If s is finite, the product of the elements of the list factors C s x is the delta function at x.

theorem Profinite.NobelingProof.GoodProducts.finsuppSum_mem_span_eval {I : Type u} (C : Set (I → Bool)) [LinearOrder I] (s : Finset I) {a : I} {as : List I} (ha : List.Chain' (fun (x1 x2 : I) => x1 > x2) (a :: as)) {c : Products I →₀ ℤ} (hc : ↑c.support ⊆ {m : Products I | ↑m ≤ as}) : (c.sum fun (a_1 : Products I) (b : ℤ) => e (π C fun (x : I) => x ∈ s) a * b • Products.eval (π C fun (x : I) => x ∈ s) a_1) ∈ Submodule.span ℤ (Products.eval (π C fun (x : I) => x ∈ s) '' {m : Products I | ↑m ≤ a :: as})

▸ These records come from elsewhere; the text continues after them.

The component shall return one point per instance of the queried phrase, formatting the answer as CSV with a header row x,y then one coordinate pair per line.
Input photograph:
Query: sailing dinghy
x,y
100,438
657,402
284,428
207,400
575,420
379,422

@[deprecated Profinite.NobelingProof.GoodProducts.finsuppSum_mem_span_eval (since := "2025-04-06")]

theorem Profinite.NobelingProof.GoodProducts.finsupp_sum_mem_span_eval {I : Type u} (C : Set (I → Bool)) [LinearOrder I] (s : Finset I) {a : I} {as : List I} (ha : List.Chain' (fun (x1 x2 : I) => x1 > x2) (a :: as)) {c : Products I →₀ ℤ} (hc : ↑c.support ⊆ {m : Products I | ↑m ≤ as}) : (c.sum fun (a_1 : Products I) (b : ℤ) => e (π C fun (x : I) => x ∈ s) a * b • Products.eval (π C fun (x : I) => x ∈ s) a_1) ∈ Submodule.span ℤ (Products.eval (π C fun (x : I) => x ∈ s) '' {m : Products I | ↑m ≤ a :: as})

Alias of Profinite.NobelingProof.GoodProducts.finsuppSum_mem_span_eval.

theorem Profinite.NobelingProof.GoodProducts.spanFin {I : Type u} (C : Set (I → Bool)) [LinearOrder I] (s : Finset I) [WellFoundedLT I] : ⊤ ≤ Submodule.span ℤ (Set.range (eval (π C fun (x : I) => x ∈ s)))

If s is a finite subset of I, then the good products span.

theorem Profinite.NobelingProof.fin_comap_jointlySurjective {I : Type u} (C : Set (I → Bool)) [LinearOrder I] (hC : IsClosed C) (f : LocallyConstant ↑C ℤ) : ∃ (s : Finset I) (g : LocallyConstant ↑(π C fun (x : I) => x ∈ s) ℤ), f = LocallyConstant.comap { toFun := ProjRestrict C fun (x : I) => x ∈ s, continuous_toFun := ⋯ } g

theorem Profinite.NobelingProof.GoodProducts.span {I : Type u} (C : Set (I → Bool)) [LinearOrder I] [WellFoundedLT I] (hC : IsClosed C) : ⊤ ≤ Submodule.span ℤ (Set.range (eval C))

The good products span all of LocallyConstant C ℤ if C is closed.